UKPLab / sentence-transformers

State-of-the-Art Text Embeddings
https://www.sbert.net
Apache License 2.0
15.06k stars 2.45k forks source link

how can i save fine_tuned cross-encoder to HF and then download it from HF #2499

Open satyrmipt opened 7 months ago

satyrmipt commented 7 months ago

I'm looking for ways to share fine-tuned cross-encoder with my teacher. Cross encoder model does not have native push_to_hub() method. So i decided to use general approach:

from transformers import AutoModelForSequenceClassification
import torch

# read from disk, model was saved as ft_model.save("model/crerankingeval-30e-4000-ms-marco-MiniLM-L-6-v2")
cross_ft_model = AutoModelForSequenceClassification.from_pretrained("model\\crerankingeval-30e-4000-ms-marco-MiniLM-L-6-v2")
# push to hub
cross_ft_model.push_to_hub("satyroffrost/crerankingeval-30e-4000-ms-marco-MiniLM-L-6-v2")

Now model is available on HF. Commit info was like: CommitInfo(commit_url='https://huggingface.co/satyroffrost/crerankingeval-30e-4000-ms-marco-MiniLM-L-6-v2/commit/d81fe317cb037940e09db256d8a0926e80c358e5', commit_message='Upload BertForSequenceClassification', commit_description='', oid='d81fe317cb037940e09db256d8a0926e80c358e5', pr_url=None, pr_revision=None, pr_num=None)

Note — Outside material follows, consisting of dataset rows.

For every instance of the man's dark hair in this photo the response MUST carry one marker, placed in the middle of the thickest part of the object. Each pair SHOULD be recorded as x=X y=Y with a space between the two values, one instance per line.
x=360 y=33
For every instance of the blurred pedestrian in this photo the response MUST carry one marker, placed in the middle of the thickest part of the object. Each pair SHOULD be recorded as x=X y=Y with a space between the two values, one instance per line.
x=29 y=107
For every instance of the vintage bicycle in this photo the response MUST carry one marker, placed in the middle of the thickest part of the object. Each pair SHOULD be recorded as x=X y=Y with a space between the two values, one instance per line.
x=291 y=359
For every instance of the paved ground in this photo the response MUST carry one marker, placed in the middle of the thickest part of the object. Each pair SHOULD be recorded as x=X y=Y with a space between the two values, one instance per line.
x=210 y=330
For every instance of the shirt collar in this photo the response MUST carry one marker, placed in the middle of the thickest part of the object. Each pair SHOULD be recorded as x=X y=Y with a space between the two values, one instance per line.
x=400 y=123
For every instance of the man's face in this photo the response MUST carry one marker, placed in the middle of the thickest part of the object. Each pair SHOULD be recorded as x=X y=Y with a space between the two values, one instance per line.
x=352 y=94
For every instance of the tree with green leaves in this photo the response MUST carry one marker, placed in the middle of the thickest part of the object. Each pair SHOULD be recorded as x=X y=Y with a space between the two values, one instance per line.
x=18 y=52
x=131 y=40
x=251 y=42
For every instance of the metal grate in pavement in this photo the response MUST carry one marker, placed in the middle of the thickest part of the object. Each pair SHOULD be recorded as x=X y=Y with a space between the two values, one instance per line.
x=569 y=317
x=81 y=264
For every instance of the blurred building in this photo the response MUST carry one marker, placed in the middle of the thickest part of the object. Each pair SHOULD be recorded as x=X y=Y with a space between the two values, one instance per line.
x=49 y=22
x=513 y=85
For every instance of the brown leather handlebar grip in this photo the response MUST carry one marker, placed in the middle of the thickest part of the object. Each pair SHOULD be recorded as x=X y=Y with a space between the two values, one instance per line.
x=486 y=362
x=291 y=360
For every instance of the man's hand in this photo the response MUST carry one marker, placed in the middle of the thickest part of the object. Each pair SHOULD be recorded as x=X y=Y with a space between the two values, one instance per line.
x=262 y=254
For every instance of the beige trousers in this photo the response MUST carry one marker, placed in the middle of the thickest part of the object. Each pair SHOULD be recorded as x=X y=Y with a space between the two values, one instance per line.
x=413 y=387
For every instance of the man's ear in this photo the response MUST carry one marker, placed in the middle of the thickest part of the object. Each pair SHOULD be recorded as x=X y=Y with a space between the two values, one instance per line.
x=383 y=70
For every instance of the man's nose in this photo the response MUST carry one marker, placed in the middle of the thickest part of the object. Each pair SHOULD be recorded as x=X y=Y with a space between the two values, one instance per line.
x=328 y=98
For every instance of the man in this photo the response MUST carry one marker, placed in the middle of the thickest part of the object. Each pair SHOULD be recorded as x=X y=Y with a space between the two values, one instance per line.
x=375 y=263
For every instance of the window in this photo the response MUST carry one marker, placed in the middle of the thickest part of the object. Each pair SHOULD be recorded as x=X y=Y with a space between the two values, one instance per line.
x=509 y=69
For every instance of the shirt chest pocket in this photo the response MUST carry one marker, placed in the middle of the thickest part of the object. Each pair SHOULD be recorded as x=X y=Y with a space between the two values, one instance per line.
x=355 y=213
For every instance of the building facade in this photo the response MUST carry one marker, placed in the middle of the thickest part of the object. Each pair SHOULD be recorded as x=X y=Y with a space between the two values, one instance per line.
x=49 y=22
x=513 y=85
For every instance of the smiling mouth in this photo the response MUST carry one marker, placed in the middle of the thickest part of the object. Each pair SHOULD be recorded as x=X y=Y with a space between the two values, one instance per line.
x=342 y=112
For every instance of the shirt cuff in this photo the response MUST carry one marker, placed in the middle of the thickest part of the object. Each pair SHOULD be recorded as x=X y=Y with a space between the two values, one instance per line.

then i decided to ensure the model is workable:

cross_ft_model = CrossEncoder("satyroffrost/crerankingeval-30e-4000-ms-marco-MiniLM-L-6-v2")
cross_ft_model.predict([('SentenceTransformer is well-documented library','but saving crossencoder to HF is a bit tricky')])

and get the error:

_Traceback (most recent call last):

Cell In[18], line 1 cross_ft_model = CrossEncoder("satyroffrost/crerankingeval-30e-4000-ms-marco-MiniLM-L-6-v2")

File ~\anaconda3\Lib\site-packages\sentence_transformers\cross_encoder\CrossEncoder.py:72 in init self.tokenizer = AutoTokenizer.from_pretrained(model_name, **tokenizer_args)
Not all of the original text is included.